All confederate monuments in Jacksonville, Florida, will soon be taken down, Mayor Lenny Curry said Tuesday at a protest outside City Hall.
“I hear you,” the mayor told demonstrators prior to the march that was organized by Leonard Fournette of the Jacksonville Jaguars, according to Action News Jax.
“Yesterday, there was a Confederate monument in the park. Today, it’s gone, and the others in this city will be removed as well,” he said.
Curry added that he was in conversation with the Cultural Council about where the monuments would be placed and had been thinking about the removal for “some time.”
“We’ve got to find a way to come together. We’re not going to agree on everything — that’s just not human history, human nature. We’ve got to find common ground,” he continued.

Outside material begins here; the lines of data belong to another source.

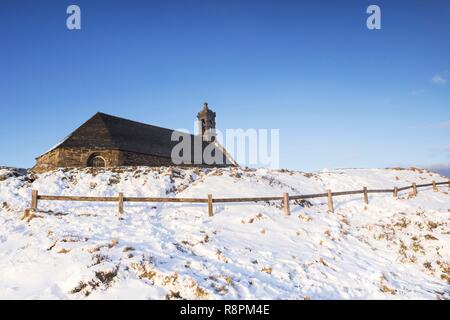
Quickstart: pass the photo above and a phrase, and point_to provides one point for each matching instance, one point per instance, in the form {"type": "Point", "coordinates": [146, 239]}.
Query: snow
{"type": "Point", "coordinates": [389, 249]}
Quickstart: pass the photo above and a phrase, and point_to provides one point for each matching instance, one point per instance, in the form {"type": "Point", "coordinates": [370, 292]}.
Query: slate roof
{"type": "Point", "coordinates": [104, 131]}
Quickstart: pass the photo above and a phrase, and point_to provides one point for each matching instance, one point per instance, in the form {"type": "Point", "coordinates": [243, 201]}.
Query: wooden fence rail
{"type": "Point", "coordinates": [285, 198]}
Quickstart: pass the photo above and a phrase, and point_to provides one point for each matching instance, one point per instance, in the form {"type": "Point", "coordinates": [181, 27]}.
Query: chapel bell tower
{"type": "Point", "coordinates": [206, 123]}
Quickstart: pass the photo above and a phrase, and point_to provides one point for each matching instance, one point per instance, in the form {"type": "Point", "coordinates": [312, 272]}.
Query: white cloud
{"type": "Point", "coordinates": [438, 79]}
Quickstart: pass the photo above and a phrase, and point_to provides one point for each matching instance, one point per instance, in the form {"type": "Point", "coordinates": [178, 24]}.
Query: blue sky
{"type": "Point", "coordinates": [341, 95]}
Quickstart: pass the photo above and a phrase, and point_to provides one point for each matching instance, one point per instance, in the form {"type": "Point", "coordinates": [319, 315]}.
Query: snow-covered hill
{"type": "Point", "coordinates": [389, 249]}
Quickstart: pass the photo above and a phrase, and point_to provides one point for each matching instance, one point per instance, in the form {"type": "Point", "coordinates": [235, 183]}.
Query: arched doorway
{"type": "Point", "coordinates": [96, 161]}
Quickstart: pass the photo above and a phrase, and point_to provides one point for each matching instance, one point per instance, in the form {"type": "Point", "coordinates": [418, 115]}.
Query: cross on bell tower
{"type": "Point", "coordinates": [206, 122]}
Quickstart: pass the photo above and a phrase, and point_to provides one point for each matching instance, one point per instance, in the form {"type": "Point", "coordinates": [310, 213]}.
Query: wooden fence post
{"type": "Point", "coordinates": [286, 203]}
{"type": "Point", "coordinates": [435, 189]}
{"type": "Point", "coordinates": [366, 196]}
{"type": "Point", "coordinates": [34, 199]}
{"type": "Point", "coordinates": [210, 208]}
{"type": "Point", "coordinates": [330, 201]}
{"type": "Point", "coordinates": [120, 198]}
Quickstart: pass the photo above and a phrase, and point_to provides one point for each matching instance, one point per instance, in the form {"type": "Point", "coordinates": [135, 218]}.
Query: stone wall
{"type": "Point", "coordinates": [139, 159]}
{"type": "Point", "coordinates": [78, 158]}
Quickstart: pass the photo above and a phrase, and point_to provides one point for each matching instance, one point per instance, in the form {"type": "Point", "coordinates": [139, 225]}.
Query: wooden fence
{"type": "Point", "coordinates": [35, 196]}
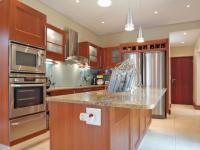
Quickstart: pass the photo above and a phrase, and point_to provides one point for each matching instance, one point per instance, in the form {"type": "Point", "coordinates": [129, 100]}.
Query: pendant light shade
{"type": "Point", "coordinates": [104, 3]}
{"type": "Point", "coordinates": [140, 38]}
{"type": "Point", "coordinates": [129, 24]}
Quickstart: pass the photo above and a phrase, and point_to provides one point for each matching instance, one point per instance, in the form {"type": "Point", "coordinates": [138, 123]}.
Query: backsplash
{"type": "Point", "coordinates": [64, 74]}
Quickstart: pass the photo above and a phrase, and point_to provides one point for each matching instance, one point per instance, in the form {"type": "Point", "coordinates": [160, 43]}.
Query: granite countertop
{"type": "Point", "coordinates": [73, 87]}
{"type": "Point", "coordinates": [141, 98]}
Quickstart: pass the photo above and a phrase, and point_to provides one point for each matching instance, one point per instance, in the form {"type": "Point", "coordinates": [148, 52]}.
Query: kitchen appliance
{"type": "Point", "coordinates": [154, 68]}
{"type": "Point", "coordinates": [151, 72]}
{"type": "Point", "coordinates": [27, 94]}
{"type": "Point", "coordinates": [72, 49]}
{"type": "Point", "coordinates": [27, 90]}
{"type": "Point", "coordinates": [26, 58]}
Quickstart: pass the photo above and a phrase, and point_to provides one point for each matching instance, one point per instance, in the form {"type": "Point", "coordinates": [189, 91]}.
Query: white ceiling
{"type": "Point", "coordinates": [90, 15]}
{"type": "Point", "coordinates": [184, 38]}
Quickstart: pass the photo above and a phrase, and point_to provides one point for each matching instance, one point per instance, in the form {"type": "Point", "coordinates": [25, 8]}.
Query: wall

Saturday, Curry tweeted that these were serious times and leaders would be remembered for how they acted:
Tuesday morning, officials removed a confederate soldier monument from Jacksonville’s Hemming Park that was placed there in 1898, according to First Coast News.
“The monument, one of the few things downtown that survived the Great Fire of Jacksonville, has been removed amid the protests and rallies across the country after the death of George Floyd,” the article read.
Later, Seber Newsome, a member of Save Our Heritage Florida, expressed disagreement with the decision to pull the statue down and said there was “nothing in that monument that promotes slavery.”
“It talks to the soldier of Florida. American veterans. Confederate veterans. Our veterans. My ancestors did not own one slave,” Newsome explained.
Despite some pushback, former President of the City Council Anna Lopez Brosche praised Curry’s decision and said the city could “begin the process of healing.”
“I appreciate Mayor Lenny Curry’s executive action to remove the Confederate monument from Hemming Park, and I am grateful for this day in Jacksonville,” she wrote in a statement.